Un participant du forum RL m’a donné l’idée de faire le détour de Belle-Île, où je n’avais pas envisagé d’aller lorsque je suis passé par Quiberon l’été dernier. J’ai donc ajouté le tour de l’île à ce nouveau tronçon de mon Tour de Bretagne, envisageant de le faire en sa compagnie et en celle de quelques autres marcheurs ultra-légers.
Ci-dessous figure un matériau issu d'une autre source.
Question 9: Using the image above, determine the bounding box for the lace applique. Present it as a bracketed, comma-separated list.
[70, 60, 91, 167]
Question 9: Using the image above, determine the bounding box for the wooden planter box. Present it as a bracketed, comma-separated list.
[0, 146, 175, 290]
Le décalage entre les calendriers scolaires de Bretagne et de l’Île-de-France ne l’a pas permis ; ils sont partis la semaine dernière et ont relaté quatre journées très agréables et trois nuits très humides.
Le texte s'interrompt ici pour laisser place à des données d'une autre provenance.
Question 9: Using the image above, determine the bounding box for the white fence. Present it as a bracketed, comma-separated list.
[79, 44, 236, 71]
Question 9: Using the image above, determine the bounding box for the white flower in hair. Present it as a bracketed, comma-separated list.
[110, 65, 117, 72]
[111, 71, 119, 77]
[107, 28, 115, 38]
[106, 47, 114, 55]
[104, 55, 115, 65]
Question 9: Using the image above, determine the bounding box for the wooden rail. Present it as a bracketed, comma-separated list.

Malgré leurs conseils, j’ai décidé de ne pas emporter ma tente double toit Power Lizard (neuf ans et toujours d’attaque) mais de prendre le risque de l’humidité en étrennant la tente simple toit Plexamid achetée récemment.
Depuis Montparnasse, j’ai rejoint Auray en deux heures et demie, inconfortablement coincé entre un voisin de gauche obèse et un voisin d’en face aux longues jambes. Ensuite, une petite heure de car jusqu’à Quiberon où j’ai pu attraper le bateau de 19h00 pour le Palais. Le soleil se couchait quand le bateau a quitté Quiberon, il faisait nuit en arrivant à Belle-Île. Depuis la mer, on voyait de loin les lumières du Palais, en face, et de Sauzon, plus à droite. Encore plus à droite, le phare des Poulains. À gauche, une lumière rouge qui devrait être celle du phare de la Jument.
Il ne faisait pas froid, mais pas bien chaud non plus. J’ai bien supporté, sur le pont supérieur, l’association micropolaire + doudoune + coupe-vent.
Dîner dans une crêperie sympathique, puis repli dans la chambre d’hôtel réservée il y a une semaine ; simple, propre et pas chère, parfait pour une bonne nuit en prévision des kilomètres à venir.